Une DSI déploie un outil sans accroc, ne reçoit aucun signalement, et se félicite, jusqu’à découvrir que le silence ne signalait pas l’adoption mais son absence. Livrer un système n’a jamais suffi à transformer un usage. 

Une DSI déploie un outil sans accroc, ne reçoit aucun signalement, et se félicite, jusqu’à découvrir que le silence ne signalait pas l’adoption mais son absence. Livrer un système n’a jamais suffi à transformer un usage. 

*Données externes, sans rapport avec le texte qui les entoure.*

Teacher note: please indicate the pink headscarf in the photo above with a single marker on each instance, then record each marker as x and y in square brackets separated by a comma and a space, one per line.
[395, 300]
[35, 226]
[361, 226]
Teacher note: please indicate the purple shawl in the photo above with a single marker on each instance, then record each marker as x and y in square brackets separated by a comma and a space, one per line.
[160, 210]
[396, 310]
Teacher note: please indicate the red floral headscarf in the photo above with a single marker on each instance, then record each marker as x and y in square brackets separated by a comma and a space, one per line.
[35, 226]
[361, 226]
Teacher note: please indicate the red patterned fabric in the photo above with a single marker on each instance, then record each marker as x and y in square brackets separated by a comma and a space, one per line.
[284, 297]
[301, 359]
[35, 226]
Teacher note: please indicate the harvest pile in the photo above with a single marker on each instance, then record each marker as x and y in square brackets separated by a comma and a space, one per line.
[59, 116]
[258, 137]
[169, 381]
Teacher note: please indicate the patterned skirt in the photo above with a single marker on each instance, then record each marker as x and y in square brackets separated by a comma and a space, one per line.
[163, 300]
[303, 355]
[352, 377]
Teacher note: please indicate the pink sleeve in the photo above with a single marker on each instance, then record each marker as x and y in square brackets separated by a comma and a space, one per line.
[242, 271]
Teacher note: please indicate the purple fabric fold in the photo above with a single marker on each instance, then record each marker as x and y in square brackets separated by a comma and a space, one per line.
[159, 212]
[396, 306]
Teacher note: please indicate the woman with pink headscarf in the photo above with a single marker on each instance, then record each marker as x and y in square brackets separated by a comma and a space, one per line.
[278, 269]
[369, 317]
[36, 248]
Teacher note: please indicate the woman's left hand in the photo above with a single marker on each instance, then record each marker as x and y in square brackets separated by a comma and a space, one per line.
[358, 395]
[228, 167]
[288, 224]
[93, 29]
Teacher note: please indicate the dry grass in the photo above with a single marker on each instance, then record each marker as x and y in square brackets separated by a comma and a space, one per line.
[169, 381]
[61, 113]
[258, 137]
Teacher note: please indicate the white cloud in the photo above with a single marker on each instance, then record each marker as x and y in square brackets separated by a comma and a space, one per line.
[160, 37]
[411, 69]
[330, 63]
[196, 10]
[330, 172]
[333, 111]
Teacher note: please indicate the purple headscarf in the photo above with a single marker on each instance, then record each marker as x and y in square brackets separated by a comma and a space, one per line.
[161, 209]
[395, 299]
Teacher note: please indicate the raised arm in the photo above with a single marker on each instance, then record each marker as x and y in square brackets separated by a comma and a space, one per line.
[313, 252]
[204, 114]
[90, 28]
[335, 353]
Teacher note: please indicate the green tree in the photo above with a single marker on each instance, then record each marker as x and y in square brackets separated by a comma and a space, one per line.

Le silence n’est pas toujours bon signe. Une DSI déploie un nouvel outil. La mise en production se passe sans accroc, malgré une fin de projet un peu chaotique. Les premiers jours ne génèrent aucun signalement, aucun ticket d’incident. L’équipe se félicite, jusqu’au moment où, par un réflexe heureux de vigilance, elle se demande pourquoi un déploiement de cette ampleur ne génère absolument aucun retour. La réponse, quand elle arrive, est nette : les utilisateurs n’ont jamais pris en main l’outil. Ils sont restés sur l’ancien système. Le silence n’était pas un succès. C’était l’absence d’usage.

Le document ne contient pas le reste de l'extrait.